Since my last column, I have traveled to Cancun on, ahem, research. OK, it was JDate's spring fling at Club Med. There were 600 of us.
And, full disclosure, as a journalist intent on mining for stories, the resort paid for my trip. So I couldn't very well decline. It would have been rude. I can't say I met my husband there, but I did, in fact, obtain some very useful information. One, it doesn't matter how much sunscreen you wear in Cancun. The sun is evil there.
And two, JDate's lovely dating coach from Chicago was on hand with insightful tips for relationship hunting. I am hoping to bring Elizabeth Aloni (she made a coaching appearance on The Bachelor) to Atlanta for a lecture in conjunction with this column.
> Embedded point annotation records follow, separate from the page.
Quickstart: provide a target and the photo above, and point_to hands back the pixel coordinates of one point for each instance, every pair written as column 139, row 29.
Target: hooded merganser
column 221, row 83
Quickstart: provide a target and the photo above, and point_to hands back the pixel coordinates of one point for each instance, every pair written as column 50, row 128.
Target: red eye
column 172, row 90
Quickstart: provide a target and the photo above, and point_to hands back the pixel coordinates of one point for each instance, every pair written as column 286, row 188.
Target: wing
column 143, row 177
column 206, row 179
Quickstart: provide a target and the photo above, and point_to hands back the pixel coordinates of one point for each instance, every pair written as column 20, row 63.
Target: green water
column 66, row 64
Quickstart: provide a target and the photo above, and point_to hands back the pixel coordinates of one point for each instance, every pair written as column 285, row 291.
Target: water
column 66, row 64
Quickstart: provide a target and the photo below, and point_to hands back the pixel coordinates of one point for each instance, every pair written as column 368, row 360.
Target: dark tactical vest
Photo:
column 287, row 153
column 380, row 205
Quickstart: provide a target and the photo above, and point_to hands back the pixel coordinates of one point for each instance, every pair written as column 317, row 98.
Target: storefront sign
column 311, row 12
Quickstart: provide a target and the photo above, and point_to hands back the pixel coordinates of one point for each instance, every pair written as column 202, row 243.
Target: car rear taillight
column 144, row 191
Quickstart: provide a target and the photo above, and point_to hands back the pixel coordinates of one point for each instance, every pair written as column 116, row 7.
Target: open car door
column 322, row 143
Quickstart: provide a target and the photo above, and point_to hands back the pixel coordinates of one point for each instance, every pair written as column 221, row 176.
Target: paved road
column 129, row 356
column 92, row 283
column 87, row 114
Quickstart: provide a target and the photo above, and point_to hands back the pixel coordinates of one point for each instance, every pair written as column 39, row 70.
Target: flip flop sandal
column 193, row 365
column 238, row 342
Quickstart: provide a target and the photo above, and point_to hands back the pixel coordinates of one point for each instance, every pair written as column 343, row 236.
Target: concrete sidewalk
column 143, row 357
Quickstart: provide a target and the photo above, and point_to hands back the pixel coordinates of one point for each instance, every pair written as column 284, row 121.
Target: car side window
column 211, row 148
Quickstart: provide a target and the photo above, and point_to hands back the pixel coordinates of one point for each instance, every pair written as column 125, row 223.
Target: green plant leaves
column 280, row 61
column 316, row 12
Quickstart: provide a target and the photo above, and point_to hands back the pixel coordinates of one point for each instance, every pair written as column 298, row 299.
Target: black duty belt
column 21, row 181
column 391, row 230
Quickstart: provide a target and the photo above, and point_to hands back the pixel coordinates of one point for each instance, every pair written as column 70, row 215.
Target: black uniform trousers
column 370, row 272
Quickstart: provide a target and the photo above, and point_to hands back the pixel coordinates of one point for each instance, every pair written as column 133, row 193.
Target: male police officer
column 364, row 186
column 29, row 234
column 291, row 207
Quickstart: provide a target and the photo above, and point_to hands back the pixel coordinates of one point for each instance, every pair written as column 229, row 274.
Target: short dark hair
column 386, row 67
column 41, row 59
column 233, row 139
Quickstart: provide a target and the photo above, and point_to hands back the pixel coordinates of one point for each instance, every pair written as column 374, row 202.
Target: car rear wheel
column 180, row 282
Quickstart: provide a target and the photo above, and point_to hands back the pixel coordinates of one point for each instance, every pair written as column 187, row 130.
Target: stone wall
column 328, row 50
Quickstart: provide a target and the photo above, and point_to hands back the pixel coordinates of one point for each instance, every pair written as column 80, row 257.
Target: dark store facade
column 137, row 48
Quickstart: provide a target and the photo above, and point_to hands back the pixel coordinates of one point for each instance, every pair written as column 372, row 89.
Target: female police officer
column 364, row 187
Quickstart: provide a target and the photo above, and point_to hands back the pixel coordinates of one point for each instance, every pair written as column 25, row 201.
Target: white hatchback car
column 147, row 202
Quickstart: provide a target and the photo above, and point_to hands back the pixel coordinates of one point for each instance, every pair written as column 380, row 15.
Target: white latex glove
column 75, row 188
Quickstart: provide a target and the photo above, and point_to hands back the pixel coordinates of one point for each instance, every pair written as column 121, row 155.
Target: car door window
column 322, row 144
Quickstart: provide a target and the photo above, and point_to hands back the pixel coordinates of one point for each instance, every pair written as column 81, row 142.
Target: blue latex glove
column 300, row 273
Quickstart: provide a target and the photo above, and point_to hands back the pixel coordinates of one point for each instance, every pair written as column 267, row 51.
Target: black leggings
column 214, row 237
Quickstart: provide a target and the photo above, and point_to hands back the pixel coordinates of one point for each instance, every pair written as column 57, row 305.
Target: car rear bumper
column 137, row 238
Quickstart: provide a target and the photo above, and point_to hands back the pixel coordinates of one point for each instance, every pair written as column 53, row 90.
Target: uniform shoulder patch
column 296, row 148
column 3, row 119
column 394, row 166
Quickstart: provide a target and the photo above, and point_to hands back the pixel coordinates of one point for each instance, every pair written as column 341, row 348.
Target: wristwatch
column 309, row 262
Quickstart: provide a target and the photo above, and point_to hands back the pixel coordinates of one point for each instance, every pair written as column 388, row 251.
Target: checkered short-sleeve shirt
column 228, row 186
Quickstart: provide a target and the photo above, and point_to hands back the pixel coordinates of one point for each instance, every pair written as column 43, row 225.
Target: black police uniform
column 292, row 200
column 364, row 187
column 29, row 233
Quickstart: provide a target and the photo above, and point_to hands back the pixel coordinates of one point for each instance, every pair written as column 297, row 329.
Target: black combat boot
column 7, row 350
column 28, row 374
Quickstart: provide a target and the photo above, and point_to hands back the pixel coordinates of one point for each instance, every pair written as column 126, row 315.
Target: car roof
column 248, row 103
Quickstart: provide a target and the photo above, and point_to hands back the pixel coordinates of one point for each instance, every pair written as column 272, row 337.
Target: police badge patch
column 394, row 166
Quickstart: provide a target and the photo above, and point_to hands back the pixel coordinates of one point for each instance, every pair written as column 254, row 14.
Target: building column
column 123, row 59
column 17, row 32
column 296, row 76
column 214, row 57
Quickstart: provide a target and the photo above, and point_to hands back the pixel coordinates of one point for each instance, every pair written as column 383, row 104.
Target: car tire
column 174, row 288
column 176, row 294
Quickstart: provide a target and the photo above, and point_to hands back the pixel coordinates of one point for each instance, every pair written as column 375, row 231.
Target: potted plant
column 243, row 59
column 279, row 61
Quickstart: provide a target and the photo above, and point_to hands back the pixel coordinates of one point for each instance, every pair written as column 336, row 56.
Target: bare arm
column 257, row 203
But until then, I'm going to share some of the highlights without spoiling her show.
Aloni, who, by the way, met her husband on JDate, says singles should make lists — but not just any lists, excruciatingly specific lists.
So, for example, in an exercise during the trip, she asked for volunteers to name what they are looking for in a mate. One guy raised his hand to say that he's seeking "not stupid." (I, on the other hand, am seeking stupid — I wrote a tongue-in-cheek essay to this effect on Yahoo called Giving Up Smart that's easy to find on the Web.)
So when Aloni prodded this man, whose negative impulse turned off at least one woman, who publicly advised him of this, we found that what he really wants is an independent thinker.
Obviously, this is related to, but not identical to, "not stupid." And the distinction is important for one to clarify his or her relationship goals. At the same time, one must exemplify the qualities sought in someone else. Aloni likens the process to "The Secret" — the Oprah-certified media sensation whose creator, Rhonda Byrne, explains as the law of attraction.
In other words, our thoughts lead us to matching realities. There's a strong case to be made that directing your thoughts (along with your efforts) toward meaningful goals will help you attain them. Why not try it for love? At the very least, it's a good method for discipline and self-improvement when dating guarantees ups, downs and the occasional sideways.